The initial results from the current program have delivered near-surface, high-grade intercepts, including:

o LPRC0012 – 4m @ 16.3g/t Au from 42 metres, including 3m @ 20.7g/t Au from 42 metres
o LPRC0015 – 9m @ 5.7g/t Au from 35 metres, including 2m @ 17.9g/t Au from 40 metres
o LPRC0013 – 4m @ 13/g/t Au from 33 metres
o LPRC0006 – 3m @ 9.92g/t Au from 18 metres
o LPRC0010 – 4m @ 7.08g/t Au from 18 metres
o LPRC0005 – 3m @ 6.81g/t Au from 9 metres
o LPRC0016 – 12m @ 2.34g/t Au from 52 metres.

*Technical Significance*

The June 2020 Phase One drilling program has been designed to step out and continue to confirm the mineralisation observed in previous drilling programs. Encouragingly, MCT’s drilling programs have managed to intersect the mineralised structure at all prospects, especially at the Leipold Prospect.

MCT has completed 34 RC drill-holes at the Leipold Prospect for a total of 1,721 metres, in an area that is below the known historical workings and significantly up and down dip and along strike from historical drilling. It is very encouraging that each of the drill holes intersected the structure, with 10 of the 11 available drill hole results generating a significant intercept, demonstrating the up-dip and strike continuance of mineralisation beyond the previously defined limits. Importantly, the results generated are from very shallow depths, which if converted to resources and reserves, could be potentially open-pittable.

What is also noteworthy is the consistent widths and relatively consistent grades observed at Leipold in relation to the structural framework that hosts the mineralisation. The structural framework appears to be a general north-south-trending auriferous vein, with a moderately shallow dip towards the east, but with cross-cutting south-west-trending cross structures with south-easterly dips interacting and producing these plunging higher-grading shoots.

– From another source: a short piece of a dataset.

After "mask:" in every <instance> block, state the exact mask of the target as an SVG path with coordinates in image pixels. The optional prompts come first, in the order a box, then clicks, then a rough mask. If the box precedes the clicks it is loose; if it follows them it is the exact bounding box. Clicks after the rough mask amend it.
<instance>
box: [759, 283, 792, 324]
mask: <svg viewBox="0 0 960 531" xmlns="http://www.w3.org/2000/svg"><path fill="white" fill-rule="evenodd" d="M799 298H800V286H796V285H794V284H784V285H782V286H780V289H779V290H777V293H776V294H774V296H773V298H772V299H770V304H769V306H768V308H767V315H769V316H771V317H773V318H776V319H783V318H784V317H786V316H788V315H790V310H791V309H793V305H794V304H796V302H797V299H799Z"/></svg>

Therefore, with the exceptions of significantly wider mineralised intercepts, MCT is observing a general halo of mineralisation but with higher-grading, southerly-plunging shoots within the mineralised envelope


----------



## Dona Ferentes (8 July 2021)

and up today, some 25% to all of $0.014 on the basis of some good intersections at Kookynie

fellow lessee NME getting the leverage and up over 100% to 6c+


----------